Anna Maria Żukowska wskazuje, że marszałek Sejmu może też zażądać od każdego posła, nawet urzędującego, przeprowadzenia kontroli bezpieczeństwa. – I z tego powodu może np. nie wpuścić go na teren Sejmu. Nie może wydać zakazu ot tak sobie i stwierdzić, że ktoś z posłów nie może wejść. Ale może wydać polecenie kontroli. Nie wiem, czy to jest jakaś opcja. Czy Straż Marszałkowska po będzie stała przy wejściach do sali posiedzeń – mówi.

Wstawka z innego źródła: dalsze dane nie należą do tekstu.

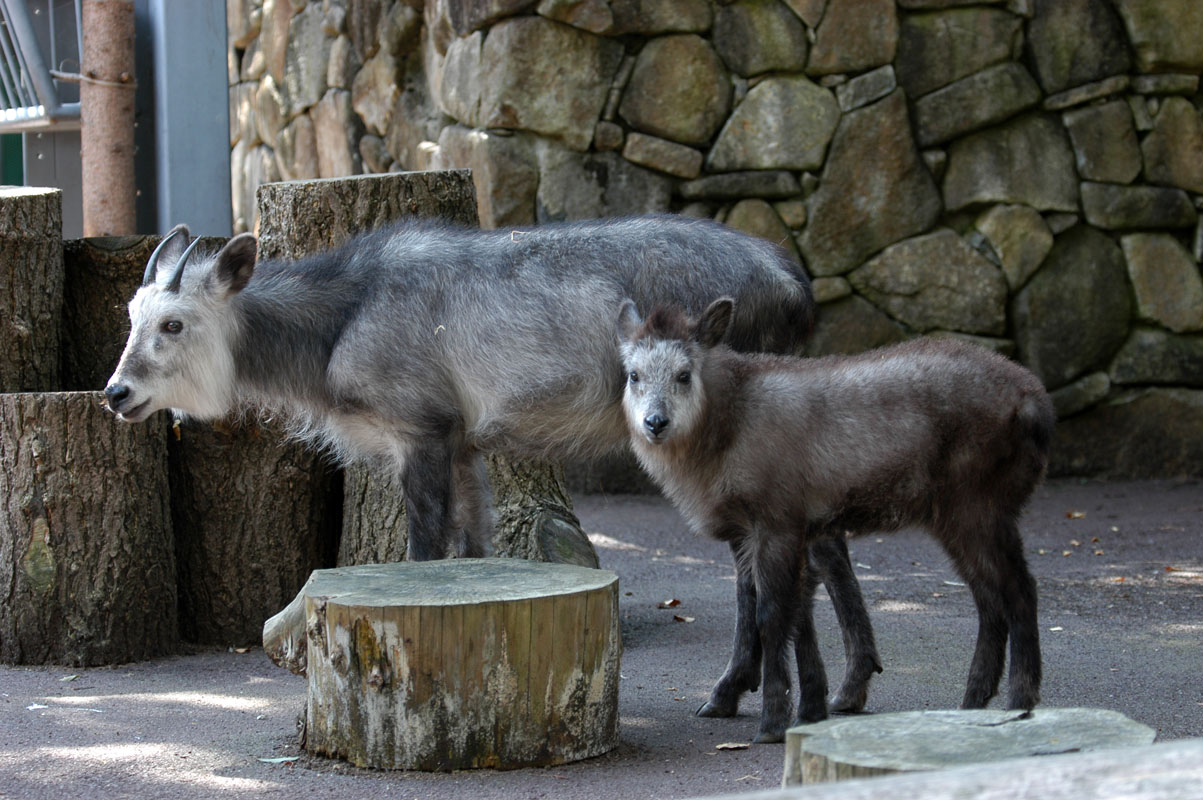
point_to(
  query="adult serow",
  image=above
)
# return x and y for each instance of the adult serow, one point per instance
(418, 347)
(774, 454)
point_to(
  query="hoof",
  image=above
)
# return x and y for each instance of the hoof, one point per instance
(711, 709)
(848, 701)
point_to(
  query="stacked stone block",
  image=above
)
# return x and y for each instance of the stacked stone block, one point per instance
(1023, 172)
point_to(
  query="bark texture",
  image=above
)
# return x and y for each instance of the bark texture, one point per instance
(87, 562)
(106, 112)
(462, 663)
(303, 217)
(30, 289)
(254, 515)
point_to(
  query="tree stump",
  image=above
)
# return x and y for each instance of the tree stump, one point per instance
(30, 288)
(865, 746)
(254, 515)
(462, 663)
(87, 561)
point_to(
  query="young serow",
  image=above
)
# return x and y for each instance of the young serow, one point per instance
(775, 452)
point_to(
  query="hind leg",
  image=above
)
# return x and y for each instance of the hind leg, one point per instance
(469, 527)
(1025, 673)
(426, 481)
(742, 671)
(811, 673)
(829, 558)
(990, 560)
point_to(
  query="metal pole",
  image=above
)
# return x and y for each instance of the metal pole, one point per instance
(106, 110)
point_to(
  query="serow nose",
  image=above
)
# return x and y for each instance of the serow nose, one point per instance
(655, 424)
(116, 395)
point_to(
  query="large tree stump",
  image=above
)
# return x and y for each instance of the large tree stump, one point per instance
(87, 566)
(865, 746)
(254, 515)
(30, 288)
(461, 663)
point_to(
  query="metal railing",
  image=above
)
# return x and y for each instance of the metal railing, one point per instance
(31, 98)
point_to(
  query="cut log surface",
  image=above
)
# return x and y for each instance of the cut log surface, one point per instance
(865, 746)
(87, 564)
(462, 663)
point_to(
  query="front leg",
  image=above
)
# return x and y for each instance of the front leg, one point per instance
(426, 481)
(742, 671)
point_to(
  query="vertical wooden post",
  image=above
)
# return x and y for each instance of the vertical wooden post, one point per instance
(87, 561)
(106, 111)
(30, 288)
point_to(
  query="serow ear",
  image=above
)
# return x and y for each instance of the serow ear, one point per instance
(628, 320)
(171, 247)
(712, 325)
(235, 265)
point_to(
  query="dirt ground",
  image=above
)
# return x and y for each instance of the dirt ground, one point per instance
(1120, 573)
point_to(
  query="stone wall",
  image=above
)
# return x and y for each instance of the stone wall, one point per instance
(1023, 172)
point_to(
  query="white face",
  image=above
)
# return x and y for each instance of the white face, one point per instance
(663, 393)
(177, 356)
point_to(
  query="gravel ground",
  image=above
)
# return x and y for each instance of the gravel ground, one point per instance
(1119, 567)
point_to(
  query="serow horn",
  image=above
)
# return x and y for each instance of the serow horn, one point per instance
(173, 286)
(153, 264)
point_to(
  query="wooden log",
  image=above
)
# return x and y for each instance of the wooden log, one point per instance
(1163, 771)
(297, 218)
(254, 515)
(87, 560)
(30, 289)
(865, 746)
(462, 663)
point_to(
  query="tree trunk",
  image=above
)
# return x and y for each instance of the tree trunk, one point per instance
(86, 541)
(254, 516)
(463, 663)
(30, 289)
(106, 113)
(912, 741)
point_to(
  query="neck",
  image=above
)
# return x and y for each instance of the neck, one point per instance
(288, 329)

Witold Zembaczyński: – Można się spodziewać, że będzie to dzień pełen napięcia. Ale jednocześnie prosty w swojej istocie do opanowania. Chodzi tylko o to, żeby ci panowie fizycznie nie weszli na salę obrad. Tak jak wejść na nią nie może nikt, kto nie jest posłem.
A jeśli wejdą?
– Nie wyobrażam sobie tej sytuacji. Do tego nie może dojść. Do sali obrad można się dostać na kilka sposobów. Według mojej wiedzy to cztery bardzo proste do obstawienia wejścia. Wiedząc, że będzie próba szturmowania sali przez posłów, wystarczy te osoby zatrzymać. Tego oczekuję i w takich decyzjach i stanowczości, będę wspierał marszałka Sejmu – odpowiada.
– To jest też moment, w którym może się okazać, że osoba marszałka Hołowni ma zbawczy wpływ na całą atmosferę wokół tej sytuacji, bo on potrafi łączyć trudne decyzje ze swoim showmańskim talentem i często humorystycznym akcentem. To też trochę rozładowuje napięcie – dodaje.
"Mam nadzieję, że do tego nie dojdzie"
Nikomu na tym napięciu nie zależy.
– Mam nadzieję na to, że obrady będą spokojne. Są ważne sprawy, nad którymi trzeba się pochylać. Temat tych dwóch panów jest nad wymiar eksploatowany. Ja bym chciał, żeby to się już zakończyło. Za dużo czasu i energii poświęcamy ludziom, którzy łamali prawo i zostali prawomocnie skazani. PiS zależy na chaosie. Nie możemy pozwolić na to, aby ich plan się powiódł. My musimy naprawiać Polskę po ośmiu latach rządów PiS, a nie bawić się w ciuciubabkę z byłymi posłami, którzy niszczyli nasz kraj – komentuje Konrad Frysztak.
– Przepychanki to najgorszy scenariusz. Mam nadzieję, że do niego nie dojdzie, bo to naprawdę będzie fatalne dla prestiżu tej izby, dla poczucia bezpieczeństwa obywateli, dla zaufania do polityków. Bo rozumiem, kłótnie kłótniami, możemy się nie zgadzać. Ale prawo jest prawem. I trzeba go przestrzegać – podkreśla Monika Rosa.